Legendary stock car driver Richard Petty faced prostate cancer with the same winning attitude that crowned him “The King of Racing.”

“You have a bad week, but you just can’t stop,” he said. “I don’t know that you could be too negative in the racing business because you wouldn’t get very far.”

Conjuring up images of his trademark cowboy hat and shades, Petty’s gravely voice traveled the telephone lines from North Carolina like a warm Sunday drive down a tree-lined country lane. Cancer, he said, was another roadblock to get over or go around.

Petty and his son, Winston Cup champion Kyle Petty, will be featured in “The Race Against Prostate Cancer, a fundraising awareness event Sunday at the Centre.

During the program, Kyle Petty will discuss the ideals that have kept the Petty family at the top of racing for generations as well as his father’s prostate cancer diagnosis and treatment.

Kyle Petty takes after his mother and is “the talker,” Richard Petty said, but he was too busy in the shop preparing for Saturday’s Sharpie 500 at the Bristol Motor Speedway to come to the phone Monday.

Richard Petty, 68, a seven-time Winston Cup champion, racked up 200 career Winston Cup victories and was the sport’s first million-dollar driver. Kyle Petty, 45, a third-generation driver, also is a philanthropist and CEO of Petty Enterprises, which was founded by family patriarch, the late Lee Petty.
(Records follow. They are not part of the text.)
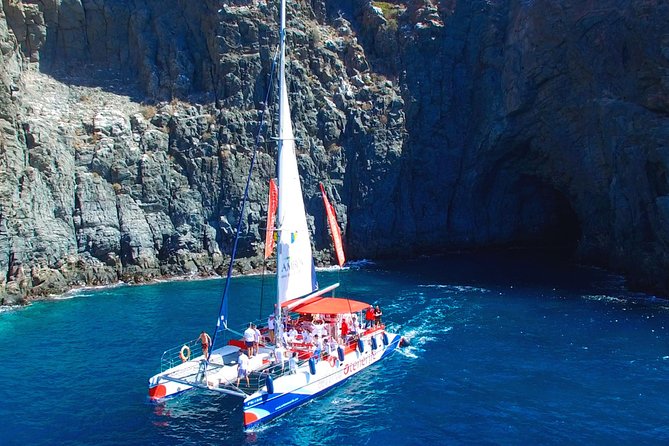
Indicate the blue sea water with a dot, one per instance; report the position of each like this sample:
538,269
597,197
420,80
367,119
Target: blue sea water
506,349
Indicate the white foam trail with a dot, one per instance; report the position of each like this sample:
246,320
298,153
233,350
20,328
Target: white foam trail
359,263
604,298
10,308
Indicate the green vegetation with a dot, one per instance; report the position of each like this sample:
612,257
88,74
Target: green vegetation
390,11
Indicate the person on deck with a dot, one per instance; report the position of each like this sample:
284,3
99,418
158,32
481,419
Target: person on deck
369,317
270,327
205,341
377,315
280,355
243,368
344,329
249,339
319,347
292,363
256,339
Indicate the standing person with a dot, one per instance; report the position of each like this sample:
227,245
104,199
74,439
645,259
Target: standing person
292,363
256,339
271,324
369,317
344,329
249,339
205,341
243,368
377,315
280,355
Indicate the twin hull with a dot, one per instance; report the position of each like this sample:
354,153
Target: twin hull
292,390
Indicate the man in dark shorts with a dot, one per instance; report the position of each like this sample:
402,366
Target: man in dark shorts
249,339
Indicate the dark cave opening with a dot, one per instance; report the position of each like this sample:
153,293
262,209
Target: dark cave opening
545,217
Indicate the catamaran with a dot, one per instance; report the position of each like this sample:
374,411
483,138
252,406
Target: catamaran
312,343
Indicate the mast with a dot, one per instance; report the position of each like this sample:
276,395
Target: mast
282,86
296,276
278,314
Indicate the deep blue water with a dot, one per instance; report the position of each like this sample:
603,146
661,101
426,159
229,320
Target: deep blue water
506,349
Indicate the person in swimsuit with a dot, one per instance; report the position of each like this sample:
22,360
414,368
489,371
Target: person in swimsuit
205,341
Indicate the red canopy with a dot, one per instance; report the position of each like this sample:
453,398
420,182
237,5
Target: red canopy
331,305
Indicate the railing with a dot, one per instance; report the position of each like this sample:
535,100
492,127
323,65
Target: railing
172,356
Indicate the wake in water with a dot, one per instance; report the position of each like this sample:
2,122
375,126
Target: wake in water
433,314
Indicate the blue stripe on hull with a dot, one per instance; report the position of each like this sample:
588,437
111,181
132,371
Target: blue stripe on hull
281,404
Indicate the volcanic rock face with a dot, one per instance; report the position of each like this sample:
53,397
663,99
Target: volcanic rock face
127,129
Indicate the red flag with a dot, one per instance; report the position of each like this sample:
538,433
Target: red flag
272,204
334,228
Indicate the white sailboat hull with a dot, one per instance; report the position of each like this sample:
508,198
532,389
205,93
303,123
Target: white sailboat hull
193,373
293,390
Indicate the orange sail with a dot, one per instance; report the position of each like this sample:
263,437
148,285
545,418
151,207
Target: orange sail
271,215
334,228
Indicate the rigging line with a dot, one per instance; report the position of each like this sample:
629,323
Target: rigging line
224,300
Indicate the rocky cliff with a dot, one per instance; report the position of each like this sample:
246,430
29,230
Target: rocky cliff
127,127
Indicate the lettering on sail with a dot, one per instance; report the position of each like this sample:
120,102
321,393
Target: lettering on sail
291,264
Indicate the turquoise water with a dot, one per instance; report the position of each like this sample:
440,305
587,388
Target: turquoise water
506,349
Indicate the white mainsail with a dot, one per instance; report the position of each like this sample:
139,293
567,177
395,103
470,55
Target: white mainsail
295,271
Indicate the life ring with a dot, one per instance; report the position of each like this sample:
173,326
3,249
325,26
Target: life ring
207,340
184,354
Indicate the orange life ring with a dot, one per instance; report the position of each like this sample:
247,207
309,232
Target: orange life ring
184,354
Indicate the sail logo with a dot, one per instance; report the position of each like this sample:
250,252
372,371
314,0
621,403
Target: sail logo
288,265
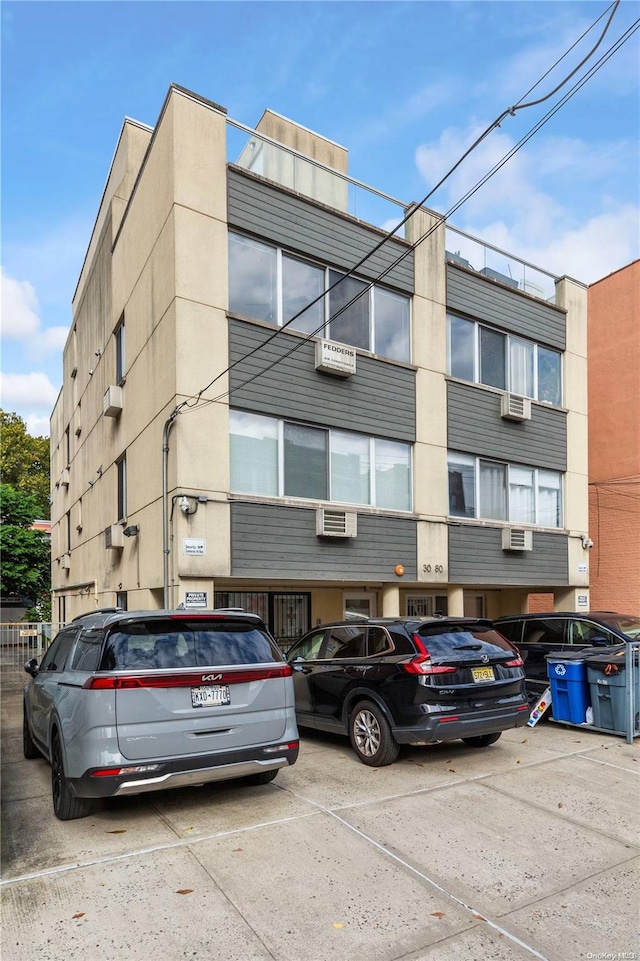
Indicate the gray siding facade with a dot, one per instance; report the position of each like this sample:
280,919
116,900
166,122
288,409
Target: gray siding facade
474,426
483,299
270,541
310,229
476,557
379,399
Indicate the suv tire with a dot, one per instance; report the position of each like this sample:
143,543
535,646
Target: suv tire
371,736
29,748
66,806
483,740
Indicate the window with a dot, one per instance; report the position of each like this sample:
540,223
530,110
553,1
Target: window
284,459
121,467
120,359
252,279
254,453
271,285
489,489
486,356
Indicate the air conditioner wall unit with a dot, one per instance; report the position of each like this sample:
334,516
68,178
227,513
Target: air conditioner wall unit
514,407
113,537
516,539
112,403
330,523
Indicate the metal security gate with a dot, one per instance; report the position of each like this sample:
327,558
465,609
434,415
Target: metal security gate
287,615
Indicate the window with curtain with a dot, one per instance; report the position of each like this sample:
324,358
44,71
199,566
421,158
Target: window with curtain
492,358
522,505
521,367
350,468
305,462
391,325
302,283
252,279
493,490
254,453
393,475
462,336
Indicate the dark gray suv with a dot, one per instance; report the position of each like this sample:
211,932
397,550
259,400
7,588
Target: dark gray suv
128,702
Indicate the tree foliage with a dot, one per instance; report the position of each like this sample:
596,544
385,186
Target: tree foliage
24,461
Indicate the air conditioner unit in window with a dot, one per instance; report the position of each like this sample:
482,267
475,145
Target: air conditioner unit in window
113,537
112,403
331,523
514,407
516,539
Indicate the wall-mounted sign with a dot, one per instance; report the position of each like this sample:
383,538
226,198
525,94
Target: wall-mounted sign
194,546
334,358
195,599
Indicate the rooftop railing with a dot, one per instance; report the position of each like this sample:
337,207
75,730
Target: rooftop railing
254,151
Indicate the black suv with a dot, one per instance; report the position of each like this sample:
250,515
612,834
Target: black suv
537,635
403,680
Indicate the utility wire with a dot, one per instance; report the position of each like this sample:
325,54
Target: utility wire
442,219
510,111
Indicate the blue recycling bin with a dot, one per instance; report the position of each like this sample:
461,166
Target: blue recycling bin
570,696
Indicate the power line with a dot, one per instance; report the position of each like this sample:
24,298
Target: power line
442,219
510,111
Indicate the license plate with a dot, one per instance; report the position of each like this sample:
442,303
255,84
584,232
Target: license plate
212,696
483,674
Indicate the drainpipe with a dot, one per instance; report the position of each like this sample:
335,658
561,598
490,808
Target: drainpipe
165,497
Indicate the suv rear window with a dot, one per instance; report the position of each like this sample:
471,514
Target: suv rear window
178,643
439,640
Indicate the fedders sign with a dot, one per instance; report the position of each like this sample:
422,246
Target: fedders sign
334,358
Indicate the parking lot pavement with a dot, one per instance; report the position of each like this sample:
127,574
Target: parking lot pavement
527,849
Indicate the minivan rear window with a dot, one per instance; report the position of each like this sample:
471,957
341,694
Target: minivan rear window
177,643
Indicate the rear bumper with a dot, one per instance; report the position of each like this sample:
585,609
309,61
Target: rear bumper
183,772
452,725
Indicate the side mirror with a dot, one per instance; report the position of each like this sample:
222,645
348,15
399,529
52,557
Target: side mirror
31,667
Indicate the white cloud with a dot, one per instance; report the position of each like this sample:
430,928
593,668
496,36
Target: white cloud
527,209
32,391
21,319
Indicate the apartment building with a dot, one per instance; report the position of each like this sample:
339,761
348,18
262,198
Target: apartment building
268,403
614,439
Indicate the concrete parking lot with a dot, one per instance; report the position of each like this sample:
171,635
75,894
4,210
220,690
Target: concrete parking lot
527,849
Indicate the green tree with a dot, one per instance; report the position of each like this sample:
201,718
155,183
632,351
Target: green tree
24,461
26,555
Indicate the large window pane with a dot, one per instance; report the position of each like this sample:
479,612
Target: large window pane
350,468
305,462
522,507
462,486
461,348
301,284
492,358
391,325
252,279
352,326
549,380
493,491
393,475
521,367
254,453
549,498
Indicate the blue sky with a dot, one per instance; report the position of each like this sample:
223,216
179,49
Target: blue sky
406,87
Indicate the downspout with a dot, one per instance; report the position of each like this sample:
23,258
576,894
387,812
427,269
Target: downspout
165,496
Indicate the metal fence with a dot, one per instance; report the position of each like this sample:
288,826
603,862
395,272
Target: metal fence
22,641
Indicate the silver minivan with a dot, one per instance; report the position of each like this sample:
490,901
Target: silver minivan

After retiring as a driver in 1992, Richard Petty said he continued having the yearly medical exams driving required. A few years after his final Fan Appreciation Tour, Petty said his doctor called after his annual checkup to report his PSA level was elevated and a biopsy was in order.

“They told me the PSA went up,” Petty said. “I didn’t know what PSA was.”

A PSA (prostate specific antigen) test is used to screen for prostate cancer by measuring the amount of PSA in the blood. Although Petty said his level wasn’t particularly high, it was higher than it had been in the previous 20 years. The increase sent up a red flag.

“We were all just sort of holding hands. You don’t never know. We’ve been in the racing business all these years and had a lot of wrecks and made it through,” Petty said. “I guess in the profession that we grew up in and around, you’ve got to have a positive attitude.”

The biopsy resulted in a cancer diagnosis. About a month later, Petty underwent surgery to remove his prostate gland. Luckily, the cancer had not spread, and the operation was successful. His PSA returned to a normal level.

“I guess that’s about as good as you can do,” Petty said. “I’m still running wide open.”

With prostate cancer, Petty said early detection is key. More then 232,090 men will face prostate cancer this year, and another 30,350 will die from the disease.

“Go to the doctor and get you a PSA check,” Petty said.

“It’s so simple and easy to check for it. If you don’t do it, you’re foolish.”